The State is not The Government (and vice versa)

I find that one of the commonest misunderstandings in modern political discourse is the conflation of the State and the government. Mass media and popular speakers like Stefan Molyneux have only added to the confusion.

Randolf Borne explains in his 1918 essay "The State":

"The State is the country acting as a political unit, it is the group acting as a repository of force, determiner of law, arbiter of justice. International politics is a power politics because it is a relation of States and that is what States infallibly and calamitously are, huge aggregations of human and industrial force that may be hurled against each other in war. When a country acts as a whole in relation to another country, or in imposing laws on its own inhabitants, or in coercing or punishing individuals or minorities, it is acting as a State.

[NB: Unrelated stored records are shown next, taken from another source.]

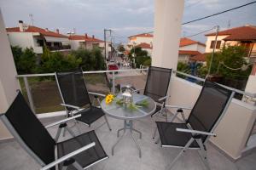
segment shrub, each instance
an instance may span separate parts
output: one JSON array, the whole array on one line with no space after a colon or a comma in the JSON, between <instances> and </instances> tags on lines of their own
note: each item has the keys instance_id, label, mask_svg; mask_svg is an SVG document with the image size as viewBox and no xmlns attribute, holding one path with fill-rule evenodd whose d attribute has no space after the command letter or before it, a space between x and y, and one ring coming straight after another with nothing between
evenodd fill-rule
<instances>
[{"instance_id":1,"label":"shrub","mask_svg":"<svg viewBox=\"0 0 256 170\"><path fill-rule=\"evenodd\" d=\"M11 47L11 49L18 74L34 73L37 68L38 56L33 49L26 48L22 51L22 48L18 46Z\"/></svg>"}]
</instances>

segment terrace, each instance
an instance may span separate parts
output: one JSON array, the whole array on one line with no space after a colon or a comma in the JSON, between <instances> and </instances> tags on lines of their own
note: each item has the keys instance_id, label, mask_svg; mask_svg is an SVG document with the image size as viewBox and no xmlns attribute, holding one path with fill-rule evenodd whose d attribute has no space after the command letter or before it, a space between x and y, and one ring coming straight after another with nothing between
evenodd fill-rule
<instances>
[{"instance_id":1,"label":"terrace","mask_svg":"<svg viewBox=\"0 0 256 170\"><path fill-rule=\"evenodd\" d=\"M172 1L170 1L172 2ZM165 8L163 7L165 6ZM180 20L183 8L183 3L156 3L155 10L155 43L154 48L153 65L161 67L176 68L177 62L178 32L180 32ZM164 8L164 9L163 9ZM168 16L162 20L162 15ZM1 15L0 15L1 16ZM160 20L161 19L161 20ZM172 19L172 20L171 20ZM176 21L174 21L176 20ZM163 26L165 23L165 29ZM66 112L59 105L61 97L58 93L54 73L37 75L16 76L14 61L9 49L3 19L0 17L1 51L3 60L1 62L1 88L0 97L1 111L5 111L15 95L15 90L20 86L26 95L31 109L37 114L38 119L44 124L49 124L63 118ZM3 32L3 33L2 33ZM166 38L165 36L172 38ZM2 41L3 40L3 41ZM158 43L159 42L159 43ZM162 42L165 42L164 44ZM171 48L170 48L171 47ZM167 50L168 49L168 50ZM172 56L172 57L170 57ZM8 66L6 66L8 65ZM147 77L147 69L143 70L121 70L84 71L84 76L89 91L108 94L118 93L117 84L130 83L136 88L143 88ZM105 75L111 80L111 86L108 84ZM182 78L181 78L182 77ZM188 77L195 79L195 82L188 81ZM19 81L17 81L19 80ZM170 105L193 105L201 89L204 79L195 77L182 72L173 71L169 87L168 100ZM20 83L18 83L20 82ZM232 89L243 96L256 97L247 92ZM11 97L10 97L11 96ZM173 110L167 110L168 118L172 117ZM189 116L189 113L185 113ZM152 139L155 121L165 120L165 116L156 116L137 120L134 122L137 129L143 133L142 139L135 135L142 148L142 158L139 158L137 150L131 139L122 140L117 146L115 154L111 156L111 146L115 142L116 131L122 127L123 122L109 118L112 132L105 125L97 128L96 133L102 144L107 154L110 156L95 167L94 169L165 169L166 166L180 151L180 149L162 148L154 144ZM217 137L211 138L208 143L208 159L212 169L254 169L256 159L256 134L253 130L256 119L256 106L245 103L242 100L233 99L227 113L223 117L215 130ZM87 132L102 122L99 120L90 128L81 127L82 132ZM177 120L178 122L178 120ZM70 125L72 126L72 125ZM39 169L40 166L21 149L19 144L7 132L0 123L0 166L1 169ZM54 136L56 128L49 128L49 133ZM76 128L73 128L75 131ZM76 132L78 133L78 132ZM61 136L61 140L70 138L67 133ZM173 167L173 169L204 169L204 165L195 150L188 150Z\"/></svg>"}]
</instances>

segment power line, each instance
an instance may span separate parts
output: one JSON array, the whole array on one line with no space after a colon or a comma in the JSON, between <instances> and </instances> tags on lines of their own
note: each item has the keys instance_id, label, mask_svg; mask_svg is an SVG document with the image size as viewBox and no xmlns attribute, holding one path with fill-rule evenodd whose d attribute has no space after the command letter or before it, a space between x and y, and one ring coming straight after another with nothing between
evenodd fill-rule
<instances>
[{"instance_id":1,"label":"power line","mask_svg":"<svg viewBox=\"0 0 256 170\"><path fill-rule=\"evenodd\" d=\"M253 2L246 3L246 4L233 8L230 8L230 9L227 9L227 10L224 10L224 11L222 11L222 12L216 13L214 14L210 14L208 16L205 16L205 17L201 17L201 18L199 18L199 19L196 19L196 20L194 20L184 22L182 25L185 25L185 24L189 24L189 23L191 23L191 22L195 22L195 21L198 21L198 20L204 20L204 19L207 19L207 18L210 18L210 17L212 17L212 16L215 16L215 15L218 15L218 14L224 14L224 13L226 13L226 12L229 12L229 11L232 11L232 10L235 10L235 9L237 9L237 8L242 8L242 7L245 7L245 6L247 6L247 5L251 5L251 4L255 3L256 3L256 1L253 1Z\"/></svg>"},{"instance_id":2,"label":"power line","mask_svg":"<svg viewBox=\"0 0 256 170\"><path fill-rule=\"evenodd\" d=\"M211 29L205 30L205 31L201 31L201 32L198 32L198 33L196 33L196 34L190 35L190 36L187 36L187 37L194 37L194 36L197 36L197 35L200 35L200 34L207 32L207 31L211 31L211 30L213 30L213 29L215 29L215 28L216 28L216 26L213 26L213 27L211 28Z\"/></svg>"}]
</instances>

The history of America as a country is quite different from that of America as a State. In one case it is the drama of the pioneering conquest of the land, of the growth of wealth and the ways in which it was used, of the enterprise of education, and the carrying out of spiritual ideals, of the struggle of economic classes. But as a State, its history is that of playing a part in the world, making war, obstructing international trade, preventing itself from being split to pieces, punishing those citizens whom society agrees are offensive, and collecting money to pay for all."

Rothbard makes this even more clear in his Lengthy essay, "The Anatomy Of The State". I would encourage my readers to read both the Bourne and Rothbard essays in full. Neither of these men were purely Voluntaryist, but they give us a clear understanding of the State, which is useful to anyone interested in understanding the nature of the beast.